When your society has taught you to doubt your masculinity, discovering that other cultures accept you for who you are can be liberating.
The cards were stacked against me when it came to abiding by my culture’s norms for masculinity. I was born in southern Indiana, where there was a little bit of football and a whole lot of basketball. I wasn’t interested in either sport until adolescence—an interest that developed only under intense social pressure—by which point my general disdain for sports had already made me a social pariah. Of course, that disapproval might also have had something to do with the fact that I preferred playing house over playing cops-and-robbers; I simply didn’t like violence.
I entered junior high—and the gym-class locker room—as the scrawniest and least pubescent kid in class, which led to ridicule and abuse that stuck with me for years.
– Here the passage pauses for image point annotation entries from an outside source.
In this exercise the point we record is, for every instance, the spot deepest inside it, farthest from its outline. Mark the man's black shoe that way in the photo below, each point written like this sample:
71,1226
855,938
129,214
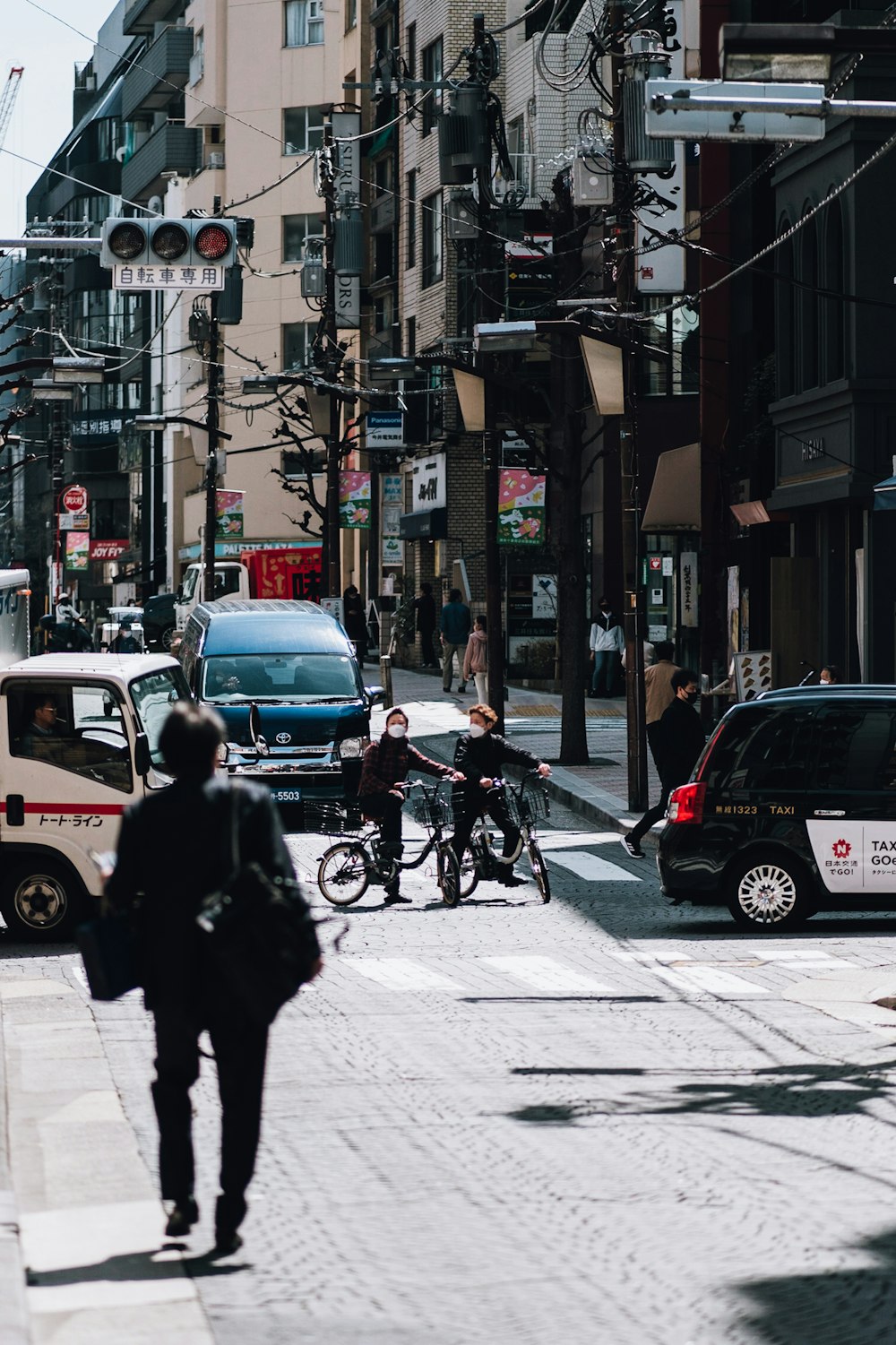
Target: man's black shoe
182,1216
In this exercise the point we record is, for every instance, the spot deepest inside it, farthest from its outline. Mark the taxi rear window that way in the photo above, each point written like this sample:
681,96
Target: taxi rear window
761,751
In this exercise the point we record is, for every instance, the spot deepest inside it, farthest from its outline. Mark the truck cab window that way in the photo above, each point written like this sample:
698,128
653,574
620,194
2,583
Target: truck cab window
73,728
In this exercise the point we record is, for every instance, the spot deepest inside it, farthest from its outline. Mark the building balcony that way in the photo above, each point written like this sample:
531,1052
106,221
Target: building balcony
171,148
161,74
142,15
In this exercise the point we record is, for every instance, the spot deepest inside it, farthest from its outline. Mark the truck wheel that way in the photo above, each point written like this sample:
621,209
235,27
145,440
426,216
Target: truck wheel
42,900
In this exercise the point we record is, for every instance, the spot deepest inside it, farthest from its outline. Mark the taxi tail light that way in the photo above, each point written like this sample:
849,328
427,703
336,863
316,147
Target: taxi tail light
686,802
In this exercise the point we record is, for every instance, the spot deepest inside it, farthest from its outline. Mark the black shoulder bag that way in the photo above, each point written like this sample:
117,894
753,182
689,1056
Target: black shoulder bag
260,934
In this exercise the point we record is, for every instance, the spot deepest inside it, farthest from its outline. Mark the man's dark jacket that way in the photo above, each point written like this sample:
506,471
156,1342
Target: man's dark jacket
175,849
482,757
678,743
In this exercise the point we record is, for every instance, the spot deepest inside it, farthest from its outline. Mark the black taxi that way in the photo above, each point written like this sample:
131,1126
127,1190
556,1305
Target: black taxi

In my teens and twenties, I was less interested in dressing to impress the ladies, and more interested in putting together the most creative and original look I could. (It turns out I wasn’t interested in ladies, anyway.) I was always an artist, never a rough-houser; always gentle, never tough. In short, I couldn’t fit the American standard for masculinity to save my life.
But by my mid-twenties, the internet had exploded. Suddenly, my world was so much bigger; the wisdom of the world was at my fingertips. And I learned that there were many models for masculinity. I discovered that Americans only think of themselves as big sports fans; compared to Englishmen, who talk about their favorite football club like Americans talk about the weather, our fervor seems lackluster at best. The Swedes have worked towards making children’s playtime as gender-neutral as possible; they believe that children are capable of deciding how they want to play, and that gender roles are irrelevant to play. Finnish culture is famous for its reserve, and yet the Finns happily strip down to nothing and hop into a sauna filled with strangers. In Turkey and Morocco, the men are a little more modest in their public baths; nonetheless, they find the baths the perfect place to socialize and conduct business.
All the anxieties that American men attach to body image in general and social nudity in particular just aren’t there. My attention to fashion (which, to be honest, has waned in recent years) would have made me right at home in, say, Italy or South Korea.
As I looked past my narrow American lens to the rest of the world, I found a means by which I could critique my culture’s norms. Our way wasn’t the only way. There were lessons we could learn from others. And I wasn’t the only one reconsidering the way we did things. Every day, we continue to confront the problems of violence and sexism within our sports culture. Fathers are growing more tolerant of their children’s experimentation with gender roles. American men on the whole are a little more daring, a little more fashion-conscious than they used to be. We American men are still stuck on our issues surrounding body image and nudity, but I think we’ll get around to that issue eventually.
This flexing of cultural boundaries can only help us. We all have something to learn from each other. And our sons and grandsons will be the better for it.